The credo to take: “Come whoever you want”. You decide to invite your parents because you love them and you need their presence. If they come, you will probably have to set up a peace pact and a “cease fire”. And remind them that it is the parental couple that is invited, not their marital couple. Especially since the children’s wedding often awakens memories of the parents’ wedding
How to resist family pressure?
The first thing to do is to say that you are taking charge of your wedding financially if possible. This shows your autonomy, and you will have fewer qualms about saying no to your family. Explain and set limits for both of you on the interest and contribution you wish to make to your parents. Marriage is an act of autonomy and a time to make your own choices. Remember that this is your wedding, your experience and that it is not about pleasing others but about pleasing yourself first.
Conclusion of questions and doubts related to the wedding
In summary, it is normal to have questions and doubts when preparing for your wedding. Getting married is the first experience of compromise in a couple. These compromises will have to be constantly renewed throughout your life together.

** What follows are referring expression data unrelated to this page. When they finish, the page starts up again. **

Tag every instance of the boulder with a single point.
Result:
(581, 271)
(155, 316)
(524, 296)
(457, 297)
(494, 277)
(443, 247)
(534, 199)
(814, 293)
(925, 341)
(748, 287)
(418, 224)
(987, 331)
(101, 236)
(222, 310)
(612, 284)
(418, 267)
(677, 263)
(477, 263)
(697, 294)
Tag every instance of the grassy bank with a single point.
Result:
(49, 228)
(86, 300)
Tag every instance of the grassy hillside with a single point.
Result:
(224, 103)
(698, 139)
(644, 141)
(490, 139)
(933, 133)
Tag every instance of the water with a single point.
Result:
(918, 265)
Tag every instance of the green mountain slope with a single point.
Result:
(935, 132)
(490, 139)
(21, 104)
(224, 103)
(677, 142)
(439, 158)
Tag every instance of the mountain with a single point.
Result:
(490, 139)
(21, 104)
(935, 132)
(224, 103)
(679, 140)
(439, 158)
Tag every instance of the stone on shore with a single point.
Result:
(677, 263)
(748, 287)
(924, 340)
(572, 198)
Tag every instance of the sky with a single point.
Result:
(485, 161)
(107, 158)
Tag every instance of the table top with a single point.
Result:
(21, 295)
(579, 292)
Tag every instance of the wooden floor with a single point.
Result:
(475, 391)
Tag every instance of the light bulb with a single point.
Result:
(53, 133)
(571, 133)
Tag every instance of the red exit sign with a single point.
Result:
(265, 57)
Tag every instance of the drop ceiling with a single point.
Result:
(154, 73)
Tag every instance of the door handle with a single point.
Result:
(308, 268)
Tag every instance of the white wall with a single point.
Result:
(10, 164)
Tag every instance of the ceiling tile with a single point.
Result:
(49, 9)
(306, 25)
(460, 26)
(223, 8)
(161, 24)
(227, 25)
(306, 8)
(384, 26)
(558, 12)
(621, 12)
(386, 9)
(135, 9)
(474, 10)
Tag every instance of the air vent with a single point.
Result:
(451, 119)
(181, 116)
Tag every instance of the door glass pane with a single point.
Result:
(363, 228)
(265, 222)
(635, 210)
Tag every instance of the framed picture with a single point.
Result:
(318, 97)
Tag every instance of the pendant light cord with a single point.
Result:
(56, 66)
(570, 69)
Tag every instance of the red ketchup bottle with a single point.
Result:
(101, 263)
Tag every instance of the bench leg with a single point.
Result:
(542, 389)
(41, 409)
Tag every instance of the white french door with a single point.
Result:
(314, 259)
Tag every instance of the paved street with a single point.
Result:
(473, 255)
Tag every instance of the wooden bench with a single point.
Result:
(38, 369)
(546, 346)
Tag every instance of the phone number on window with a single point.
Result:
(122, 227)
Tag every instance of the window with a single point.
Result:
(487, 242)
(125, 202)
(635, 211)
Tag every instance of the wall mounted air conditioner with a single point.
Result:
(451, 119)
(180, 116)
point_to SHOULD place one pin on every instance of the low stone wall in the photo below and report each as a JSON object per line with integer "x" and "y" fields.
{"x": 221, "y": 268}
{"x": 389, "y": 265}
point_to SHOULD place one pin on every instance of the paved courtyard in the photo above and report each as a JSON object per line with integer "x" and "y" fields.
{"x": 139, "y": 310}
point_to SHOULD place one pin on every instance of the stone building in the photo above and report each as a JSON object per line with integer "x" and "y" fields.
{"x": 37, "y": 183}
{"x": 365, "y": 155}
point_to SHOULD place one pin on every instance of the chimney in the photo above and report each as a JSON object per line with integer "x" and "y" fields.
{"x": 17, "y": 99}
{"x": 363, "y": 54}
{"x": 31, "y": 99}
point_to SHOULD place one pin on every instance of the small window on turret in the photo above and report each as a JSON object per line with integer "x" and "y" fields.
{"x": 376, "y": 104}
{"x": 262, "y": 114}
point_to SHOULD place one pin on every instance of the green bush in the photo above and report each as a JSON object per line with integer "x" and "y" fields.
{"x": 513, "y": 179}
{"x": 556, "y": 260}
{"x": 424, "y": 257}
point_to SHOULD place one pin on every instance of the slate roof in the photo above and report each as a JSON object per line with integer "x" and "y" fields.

First of all, it is the first confrontation between the desires of one and the other, culture, education, representations, and also difference. What is rather paradoxical because it is at the moment that we decide to unite with someone that we are confronted with all your differences with the other. It is the very strong direct grip of the difference of our partner and of how we compose with this difference of the other. You discover how to be together by being different.
It is the opportunity to trigger the first act of differentiation with your own birth family and it is the moment to create your original model for your new life together.
One last piece of advice: try to find a good compromise by refocusing on your fundamentals. Put forward what is essential for you and don’t forget that what matters is the simple fact of living together.
I hope this article has answered your questions and doubts about your marriage!